Friday, April 1, 2011

Short Takes: House Insurance and more

I’ll use the fact that it’s Friday as an excuse for not coming up with something clever for April Fools’ Day this year. As inadequate compensation, I’ve got more opinions than usual about the posts I’m highlighting this week.

Rob Carrick explains that the increasing cost of house insurance is largely due to water damage. An insurance company executive is quoted as saying that the cost of house insurance is actually coming down when measured as the cost per $1000 of coverage. I wonder if this is $1000 worth of house or if it is $1000 worth of property including land. If it is the latter, I’m not impressed. The earth my house sits on has been growing in value faster than my house, but insurance costs are more closely related to the replacement cost of just my house.

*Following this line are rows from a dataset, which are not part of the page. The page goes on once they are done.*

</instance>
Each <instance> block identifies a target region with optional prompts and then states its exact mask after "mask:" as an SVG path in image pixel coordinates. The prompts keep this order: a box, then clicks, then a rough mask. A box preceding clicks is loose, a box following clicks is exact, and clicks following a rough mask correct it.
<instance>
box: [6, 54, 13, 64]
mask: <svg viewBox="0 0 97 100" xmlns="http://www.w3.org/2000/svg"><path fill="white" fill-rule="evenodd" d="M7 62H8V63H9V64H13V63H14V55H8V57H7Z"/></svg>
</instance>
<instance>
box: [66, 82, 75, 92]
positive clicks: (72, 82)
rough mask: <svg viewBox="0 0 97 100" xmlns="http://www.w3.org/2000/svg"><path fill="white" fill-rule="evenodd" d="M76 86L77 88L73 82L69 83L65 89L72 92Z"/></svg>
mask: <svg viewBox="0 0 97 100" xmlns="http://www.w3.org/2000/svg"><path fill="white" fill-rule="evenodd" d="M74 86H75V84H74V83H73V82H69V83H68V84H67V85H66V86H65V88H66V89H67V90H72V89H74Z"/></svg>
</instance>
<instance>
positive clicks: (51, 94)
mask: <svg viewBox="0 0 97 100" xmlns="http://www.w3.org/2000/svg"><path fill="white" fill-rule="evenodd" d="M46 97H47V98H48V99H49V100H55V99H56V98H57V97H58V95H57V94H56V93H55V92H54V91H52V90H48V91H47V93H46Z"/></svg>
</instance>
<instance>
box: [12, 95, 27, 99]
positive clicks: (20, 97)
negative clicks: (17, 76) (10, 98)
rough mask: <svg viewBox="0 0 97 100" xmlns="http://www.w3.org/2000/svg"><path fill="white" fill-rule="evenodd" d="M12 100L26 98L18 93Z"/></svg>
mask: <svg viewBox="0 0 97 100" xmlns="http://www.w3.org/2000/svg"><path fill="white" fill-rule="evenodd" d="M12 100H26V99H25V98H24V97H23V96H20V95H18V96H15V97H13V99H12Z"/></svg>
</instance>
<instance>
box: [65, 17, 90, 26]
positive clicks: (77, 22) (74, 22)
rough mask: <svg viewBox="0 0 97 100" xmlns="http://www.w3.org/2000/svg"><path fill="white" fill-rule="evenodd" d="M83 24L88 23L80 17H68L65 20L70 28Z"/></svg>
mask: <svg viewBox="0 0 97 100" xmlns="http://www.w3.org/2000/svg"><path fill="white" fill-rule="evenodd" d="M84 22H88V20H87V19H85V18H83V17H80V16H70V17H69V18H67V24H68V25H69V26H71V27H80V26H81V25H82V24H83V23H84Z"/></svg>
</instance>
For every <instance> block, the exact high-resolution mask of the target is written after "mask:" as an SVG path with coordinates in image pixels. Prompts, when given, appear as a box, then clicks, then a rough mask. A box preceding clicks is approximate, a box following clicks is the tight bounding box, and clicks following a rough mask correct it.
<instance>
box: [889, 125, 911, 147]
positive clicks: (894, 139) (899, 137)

Canadian Tax Resource explains the complications that result when withdrawing money from a spousal RRSP less than 3 years after the last spousal contribution. The bottom line is that you should avoid breaking the 3-year rule if you can.

Canadian Mortgage Trends explains the interest rate differential (IRD) penalty that you have to pay when you break a mortgage. The principal behind IRDs is sound in that it compensates the bank for losses on a profitable mortgage. You get the benefit if you lock in and rates go up. The bank should benefit if you lock in and rates go down. The problem is the games that banks play with the “comparison rate” that is used to calculate the amount of the IRD. You could also make a case for taking into account mortgage provisions that allow you to increase payments or make lump sum payments once per year.

Money Smarts explains why Canadians aren’t actually withdrawing money from their RRSPs at an alarming rate. Some scary statistics can be explained by the distinction between RRSPs and RRIFs.

Big Cajun Man isn’t too happy with Pay Day Loan companies.

Financial Highway offers some reasons for keeping your land line. The fact that a post like this exists is evidence that many people are choosing to drop their land lines.


  1. Thanks for the mention.

    I'm pretty sure the insurance coverage is mostly for the house. Unless you have a garage, I'm not sure what else you could claim.

  2. @Mike: I agree. That's why I'm skeptical of the claim that house insurance costs are dropping measured per $1000 of coverage. Suppose that over 5 years my house insurance premium rose from $500 to $1000. During that time, my home's value rose from $250,000 to $550,000, but the replacement cost of just the house (not land) rose from $150,000 to $200,000. Measured relative to the overall price of my home, my premium dropped, but measured relative to the replacement cost of my house, my premium rose.